Améliorer le quotidien des enfants placés

  • Interdiction d'hébergement des enfants placés à l'hôtel. Le gouvernement souhaite interdire l'accueil des mineurs dans les hôtels pour plus de sécurité. Ce type d'accueil avait été plusieurs fois dénoncé, notamment après l'assassinat de Jesse, un jeune homme de 17 ans confié à l'ASE, et tué dans un hôtel de Suresnes en 2019. Un décret détaillera alors les établissements qui seront interdits au placements des enfants comme les hôtels sociaux ou les hôtels touristiques, et précisera "les exceptions (urgence, mise à l'abri) strictement encadrées et limitées à deux mois au maximum avec des exigences renforcées d'accompagnement éducatif, afin d'éviter que des mineurs se retrouvent à la rue" précise le secrétariat d'Etat chargé de l'enfance et des familles dans un communiqué du 15 juin. 
  • L'inscription dans la loi de l'interdiction de la séparation des fratries
  • La garantie d'un accès prioritaire au logement social pour les anciens enfants de l'ASE
  • De garantir une solution d'accompagnement à chaque jeune de l'ASE atteignant 18 ans grâce à la garantie jeune et aux contrats jeunes majeurs
  • De donner la possibilité aux juges de désigner un avocat pour les enfants lorsque leur intérêt l'exige.
  • Le juge des enfants devra systématiquement être informé en cas de changement de lieu de placement de l'enfant afin qu'il puisse s'assurer que cette décision est prise dans l'intérêt de l'enfant.
  • Valorisation du métier des assistants familiaux, notamment par la détermination d'une rémunération minimale pour l'accueil d'un enfant
  • Le projet de loi prévoit également de réformer et redynamiser la gouvernance nationale de la protection de l'enfance.
  • Avant de placer un enfant à l'ASE, une recherche systématique permettra de confier l'enfant à une personne de son entourage, qu'il s'agisse de la famille proche (grands-parents, oncles et tantes...) ou des amis de la famille.

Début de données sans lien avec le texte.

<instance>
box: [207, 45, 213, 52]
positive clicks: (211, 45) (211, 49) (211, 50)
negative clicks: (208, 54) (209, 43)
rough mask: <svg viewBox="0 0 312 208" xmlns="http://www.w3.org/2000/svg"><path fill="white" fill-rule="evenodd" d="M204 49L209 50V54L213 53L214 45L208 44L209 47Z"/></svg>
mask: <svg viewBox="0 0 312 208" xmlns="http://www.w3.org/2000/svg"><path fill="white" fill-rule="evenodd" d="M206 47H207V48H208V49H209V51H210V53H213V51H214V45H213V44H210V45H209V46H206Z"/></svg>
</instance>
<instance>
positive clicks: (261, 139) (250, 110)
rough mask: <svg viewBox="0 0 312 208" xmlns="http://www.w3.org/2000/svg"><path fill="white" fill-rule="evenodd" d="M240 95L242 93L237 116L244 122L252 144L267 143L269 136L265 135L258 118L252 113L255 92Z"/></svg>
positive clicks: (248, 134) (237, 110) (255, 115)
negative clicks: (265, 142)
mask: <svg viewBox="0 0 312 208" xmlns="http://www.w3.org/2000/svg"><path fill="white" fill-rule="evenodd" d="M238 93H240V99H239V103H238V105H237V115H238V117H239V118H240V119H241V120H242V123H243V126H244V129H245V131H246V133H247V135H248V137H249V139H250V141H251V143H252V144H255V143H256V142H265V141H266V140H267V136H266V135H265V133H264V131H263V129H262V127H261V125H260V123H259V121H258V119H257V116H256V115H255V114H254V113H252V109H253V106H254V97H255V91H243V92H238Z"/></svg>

Assurer la sécurité des enfants placés

Le projet de loi prévoit aussi des contrôles stricts pour "garantir qu'aucune personne ayant été condamnée pour des infractions sexuelles ne puisse travailler au contact des enfants". La lutte contre la maltraitance est également un point essentiel de cette nouvelle stratégie. Un référent externe sera alors créé et pourra être saisi directement par les enfants. Enfin, les professionnels au contact des enfants seront mieux formés au repérage et à la remontée des situations préoccupantes comme les faits de violence.